By Alistair Barr
Google Inc. is reaching for its Wallet to keep pace with Apple
Pay, but differences in the two companies' mobile businesses mean
it won't be easy.
The Internet-search giant is trying to marshal an unruly
coalition of device makers, wireless carriers, banks and payment
networks to shape a new version of its Google Wallet payment
service, in some cases by offering them more revenue. Google hopes
to unveil the new service at its developer conference in late May,
said people familiar with the matter.
Google, however, exerts less control over the smartphones that
use its Android mobile operating system than Apple Inc. does over
its iPhones. Smartphone makers and wireless operators offer many
flavors of Android devices, with different preloaded apps. Each
player has its own priorities, and changes made on behalf of one
player can inconvenience the rest.
Further complicating Google's task is that some of its
"partners" have plans for their own payment services. Samsung
Electronics Co., the biggest maker of Android phones by number of
units, plans to unveil its own payment service next month using
technology from LoopPay Inc., a payments startup Samsung acquired
this week. A person familiar with the Samsung-LoopPay deal said big
smartphone makers envision few benefits from cooperating with
Google Wallet.
By contrast, Apple controls the iPhone's hardware and software,
giving it a big advantage. Apple Chief Executive Tim Cook said last
week that Apple Pay was only possible because of this control.
"Imagine trying to do this with several different companies," Mr.
Cook told an investment conference. "You'd be pulling your hair
out."
Persuading Android partners and financial-service companies to
support its payment service requires Google to "herd the many cats
involved," wrote Tim Sloane, a payments analyst at Mercator
Advisory Group, in a January research report. "It's a mess," he
added in an interview.
Still, Google has to aim for success, because Apple Pay could
become a draw for people to buy iPhones, instead of Android phones.
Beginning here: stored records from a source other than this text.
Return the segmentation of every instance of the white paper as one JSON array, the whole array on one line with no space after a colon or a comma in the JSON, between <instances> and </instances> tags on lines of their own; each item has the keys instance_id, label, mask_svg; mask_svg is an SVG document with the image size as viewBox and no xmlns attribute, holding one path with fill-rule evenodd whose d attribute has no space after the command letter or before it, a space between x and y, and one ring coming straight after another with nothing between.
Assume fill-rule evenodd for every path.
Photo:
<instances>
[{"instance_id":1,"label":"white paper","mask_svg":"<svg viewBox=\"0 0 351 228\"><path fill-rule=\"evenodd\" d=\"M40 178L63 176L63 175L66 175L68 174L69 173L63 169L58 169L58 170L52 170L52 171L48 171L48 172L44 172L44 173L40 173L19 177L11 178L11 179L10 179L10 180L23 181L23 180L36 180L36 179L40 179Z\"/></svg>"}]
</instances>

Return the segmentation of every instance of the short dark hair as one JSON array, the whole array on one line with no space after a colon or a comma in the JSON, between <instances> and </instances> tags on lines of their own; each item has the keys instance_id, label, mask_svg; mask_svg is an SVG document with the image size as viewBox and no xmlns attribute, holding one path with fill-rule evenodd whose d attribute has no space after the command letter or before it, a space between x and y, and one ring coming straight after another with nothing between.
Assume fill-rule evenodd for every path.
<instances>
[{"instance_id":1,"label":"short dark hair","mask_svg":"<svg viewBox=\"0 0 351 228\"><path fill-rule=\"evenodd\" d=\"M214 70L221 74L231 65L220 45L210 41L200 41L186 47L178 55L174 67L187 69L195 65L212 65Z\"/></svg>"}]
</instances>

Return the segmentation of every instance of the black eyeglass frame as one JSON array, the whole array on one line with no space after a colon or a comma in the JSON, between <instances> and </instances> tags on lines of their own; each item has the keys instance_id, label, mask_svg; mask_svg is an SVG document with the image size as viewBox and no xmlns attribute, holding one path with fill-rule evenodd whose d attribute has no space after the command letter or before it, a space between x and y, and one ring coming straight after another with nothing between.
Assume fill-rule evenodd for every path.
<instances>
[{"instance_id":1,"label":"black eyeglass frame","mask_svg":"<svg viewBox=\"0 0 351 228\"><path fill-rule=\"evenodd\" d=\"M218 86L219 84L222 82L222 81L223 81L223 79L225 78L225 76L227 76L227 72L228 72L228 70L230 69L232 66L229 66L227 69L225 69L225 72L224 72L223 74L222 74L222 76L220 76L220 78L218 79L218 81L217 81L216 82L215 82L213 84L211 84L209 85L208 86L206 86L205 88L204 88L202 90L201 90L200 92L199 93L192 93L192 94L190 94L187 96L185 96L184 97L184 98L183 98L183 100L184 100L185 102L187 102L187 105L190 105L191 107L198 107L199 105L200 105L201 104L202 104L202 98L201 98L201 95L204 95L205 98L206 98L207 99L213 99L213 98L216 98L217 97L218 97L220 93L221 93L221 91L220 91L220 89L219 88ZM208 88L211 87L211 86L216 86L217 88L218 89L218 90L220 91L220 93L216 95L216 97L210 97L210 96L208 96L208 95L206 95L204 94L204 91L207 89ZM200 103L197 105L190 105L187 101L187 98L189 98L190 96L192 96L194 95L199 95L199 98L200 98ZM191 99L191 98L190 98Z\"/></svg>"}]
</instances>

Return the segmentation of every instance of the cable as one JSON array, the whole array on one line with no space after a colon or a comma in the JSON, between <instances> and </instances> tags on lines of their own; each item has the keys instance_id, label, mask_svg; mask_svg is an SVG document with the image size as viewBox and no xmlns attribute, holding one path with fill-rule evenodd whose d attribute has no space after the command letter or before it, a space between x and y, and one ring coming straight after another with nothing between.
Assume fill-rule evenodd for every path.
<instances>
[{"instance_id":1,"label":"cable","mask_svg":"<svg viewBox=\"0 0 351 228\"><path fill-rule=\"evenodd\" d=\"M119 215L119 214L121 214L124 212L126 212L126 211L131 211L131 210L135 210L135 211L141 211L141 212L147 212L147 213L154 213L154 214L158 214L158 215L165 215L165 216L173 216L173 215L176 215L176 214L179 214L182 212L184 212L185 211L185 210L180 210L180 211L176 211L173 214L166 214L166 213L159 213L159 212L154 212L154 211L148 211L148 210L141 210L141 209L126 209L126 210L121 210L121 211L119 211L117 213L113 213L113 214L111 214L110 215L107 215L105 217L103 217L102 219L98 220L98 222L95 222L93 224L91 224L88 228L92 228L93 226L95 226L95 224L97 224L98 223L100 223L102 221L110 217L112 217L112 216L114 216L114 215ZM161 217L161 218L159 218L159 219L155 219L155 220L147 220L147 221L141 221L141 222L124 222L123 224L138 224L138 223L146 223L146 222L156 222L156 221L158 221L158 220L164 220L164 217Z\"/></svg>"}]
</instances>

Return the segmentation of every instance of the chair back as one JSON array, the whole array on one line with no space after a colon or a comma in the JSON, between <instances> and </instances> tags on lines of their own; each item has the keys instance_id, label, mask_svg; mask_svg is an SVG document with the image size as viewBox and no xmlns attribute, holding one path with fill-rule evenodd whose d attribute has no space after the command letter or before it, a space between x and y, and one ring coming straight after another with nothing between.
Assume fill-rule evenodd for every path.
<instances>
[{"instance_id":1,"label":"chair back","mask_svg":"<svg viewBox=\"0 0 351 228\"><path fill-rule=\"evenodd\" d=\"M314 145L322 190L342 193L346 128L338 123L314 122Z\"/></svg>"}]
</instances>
Mr. Cook said last month that Apple Pay accounted for $2 of every
$3 spent using contact-less payments on the largest payment
networks.
Apple Pay "has changed the dynamics" of mobile payments, said
Marc Freed-Finnegan, a former Google Wallet executive who is chief
executive of retail-technology startup Index Inc. "If payments
become a standard feature of phones, Google has to have a service
on a par with Apple or better."
A Google spokeswoman declined to comment. Omid Kordestani,
Google's chief business officer, told investors last month that
Google is working on a "fully functional payment system" that goes
"beyond just tap and pay."
Google launched Wallet in 2011, allowing owners of some Android
phones to pay by tapping on retail checkout terminals equipped with
a wireless technology known as near-field communication. But most
large U.S. carriers refused to preload the Wallet app on their
Android phones. They also blocked the service from accessing a chip
that stored credit-card information, because they were working on
their own payment service.
In 2010, AT&T Inc., Verizon Communications Inc. and T-Mobile
US Inc. formed Isis, later renaming it Softcard. The service failed
to gain much traction, and Google is now in exclusive talks to
acquire it as a key component of the revived Google Wallet, people
familiar with the matter have said.
The three wireless carriers are more willing to work with Google
these days, because they get no revenue from Apple Pay, the people
familiar with the matter say. Mr. Freed-Finnegan said that's
created an incentive for Google and the carriers to cooperate.
"Certainly Apple isn't working with the carriers," he said.
The three carriers and Softcard declined to comment.
In talks with the carriers, Google is offering to pay them to
feature Wallet prominently on their Android phones and is dangling
the promise of more revenue from advertising tied to Google
searches made on the phones, according to the people familiar with
the matter.
For Google, one big benefit of having a popular Wallet app would
be the data it could collect on consumer purchases, which would
give the company something besides website clicks to demonstrate
the effectiveness of its ads. That could drive up ad prices, and
carriers would share in the gains.
Banks are playing their own waiting game, to see how many
carriers and device makers cooperate. Hundreds of banks are
participating in Apple Pay, but most are interested in reaching
Android users too. Android smartphones accounted for 47.6% of U.S.
smartphone sales in December, a fraction less than Apple devices,
according to Kantar Worldpanel ComTech.
Banks pay Apple a small fee for each transaction because Apple's
security measures reduce their fraud-prevention costs. Apple Pay
users' credit-card information is encrypted and stored on the
phone, so merchants never see it.
Google is talking to banks and payment networks, including Visa
Inc. and MasterCard Inc., hoping for a similar deal, according to
people familiar with the situation.
Google's situation is more complicated. In 2013, it eliminated a
requirement that payment information for Wallet be stored in
hardware, because the carriers had prevented Wallet from accessing
the data that way. Its alternative, a software-based approach known
as Host Card Emulation, may require banks to upgrade their
antifraud systems. Mr. Sloane, the Mercator analyst, said the
associated costs and disruption may make banks less willing to
share fees with Google.
Daisuke Wakabayashi contributed to this article.